Dieser Internet-Auftritt kann nach dem Tod des Webmasters, Peter Strutynski, bis auf Weiteres nicht aktualisiert werden. Er steht jedoch weiterhin als Archiv mit Beiträgen aus den Jahren 1996 – 2015 zur Verfügung.

Mit der Mehrheit im Rücken

Protest gegen Krieg in Afghanistan am Samstag

Von Christian Klemm *

Die Abstimmung im Bundestag über mehr Soldaten für Afghanistan ruft die Friedensbewegung auf den Plan.

Die Friedensbewegung mobilisiert für den kommenden Samstag (20. Feb.) zu Protesten nach Berlin. Hintergrund ist die Bundestagsabstimmung am 26. Februar über die Verlängerung des Bundeswehr-Mandats für Afghanistan und die Erhöhung der Mandatsobergrenze des Truppenkontingents. Das Mandat soll um zwölf Monate verlängert, das Kontingent um 850 auf 5350 Soldaten erhöht werden. Unter dem Motto »Kein Soldat mehr!« sind Aktionen auf dem Bebelplatz, am Brandenburger Tor und am Reichstag geplant. Außerdem wird eine Demonstration durch die Berliner Innenstadt ziehen. Unterstützt wird der Protest von Friedensgruppen, Parteien und politischen Organisationen, darunter die LINKE, die Gesellschaft zum Schutz der Menschenrechte und die Vereinigung der Verfolgten des Nazi-Regimes – Bund der Antifaschisten.

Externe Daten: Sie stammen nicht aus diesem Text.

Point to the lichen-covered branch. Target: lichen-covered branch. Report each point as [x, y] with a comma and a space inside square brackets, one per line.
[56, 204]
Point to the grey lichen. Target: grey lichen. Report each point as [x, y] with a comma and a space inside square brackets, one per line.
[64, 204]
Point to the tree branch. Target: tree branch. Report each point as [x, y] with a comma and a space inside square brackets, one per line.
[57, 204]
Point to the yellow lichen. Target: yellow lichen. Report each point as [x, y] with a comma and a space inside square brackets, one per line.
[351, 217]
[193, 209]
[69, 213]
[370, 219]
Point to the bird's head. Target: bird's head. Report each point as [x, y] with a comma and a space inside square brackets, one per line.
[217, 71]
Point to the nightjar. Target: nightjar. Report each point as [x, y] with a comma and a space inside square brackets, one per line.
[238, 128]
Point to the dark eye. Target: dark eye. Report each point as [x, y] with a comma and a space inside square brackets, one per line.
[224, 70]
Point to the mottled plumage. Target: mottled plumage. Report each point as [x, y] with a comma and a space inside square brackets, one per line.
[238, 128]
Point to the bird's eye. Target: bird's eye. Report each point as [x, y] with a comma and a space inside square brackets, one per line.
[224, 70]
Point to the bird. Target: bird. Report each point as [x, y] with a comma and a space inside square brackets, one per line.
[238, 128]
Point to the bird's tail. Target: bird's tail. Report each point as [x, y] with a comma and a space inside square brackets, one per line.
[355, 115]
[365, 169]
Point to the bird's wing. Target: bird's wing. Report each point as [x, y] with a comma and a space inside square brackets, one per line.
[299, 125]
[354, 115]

Die Friedensbewegung habe die Mehrheit der Deutschen auf ihrer Seite, sagte Peter Strutynski vom Bundesausschuss Friedensratschlag am Dienstag vor Journalisten. Laut einer aktuellen ARD-Umfrage seien mehr als 80 Prozent der Bevölkerung gegen die Aufstockung. »Außerdem wollen 71 Prozent der Deutschen den schnellstmöglichen Abzug der Truppen aus Afghanistan.«

Strutynski zog eine kritische Bilanz des bisherigen Krieges am Hindukusch, der mit einem Mandat der Vereinten Nationen ausgestattet ist. Die Situation der Frauen sei nicht besser geworden, Hunger und Armut hätte »erschreckende Ausmaße« angenommen. Außerdem sei nach Ansicht des Kasseler Politikwissenschaftlers der Analphabetismus in Afghanistan höher als vor dem Einmarsch der internationalen Truppen Ende 2001. »›Fortschritte‹ gibt es dafür im Mohnanbau und in der Korruption«, so Strutynski.

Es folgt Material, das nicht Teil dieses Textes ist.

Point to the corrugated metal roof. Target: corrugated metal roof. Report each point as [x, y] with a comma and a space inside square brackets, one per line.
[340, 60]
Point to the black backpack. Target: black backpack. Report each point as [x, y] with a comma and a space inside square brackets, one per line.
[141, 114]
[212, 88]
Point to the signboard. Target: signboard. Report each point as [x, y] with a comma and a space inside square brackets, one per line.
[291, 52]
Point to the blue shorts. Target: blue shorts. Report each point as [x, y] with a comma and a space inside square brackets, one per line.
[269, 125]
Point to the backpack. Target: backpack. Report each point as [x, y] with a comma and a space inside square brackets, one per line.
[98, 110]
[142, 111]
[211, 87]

Dass die aktuelle Offensive der NATO im Süden des Landes zunächst zivile Opfer forderte, sei symbolisch für den mehr als acht Jahre andauernden Krieg, meinte Reiner Braun, Sprecher der Kooperation für den Frieden. Von der Ankündigung der US-Amerikaner, die Bevölkerung zu schonen, könne überhaupt keine Rede sein. »Wie die Offensive vor sieben Monaten wird auch diese scheitern«, prognostiziert Braun.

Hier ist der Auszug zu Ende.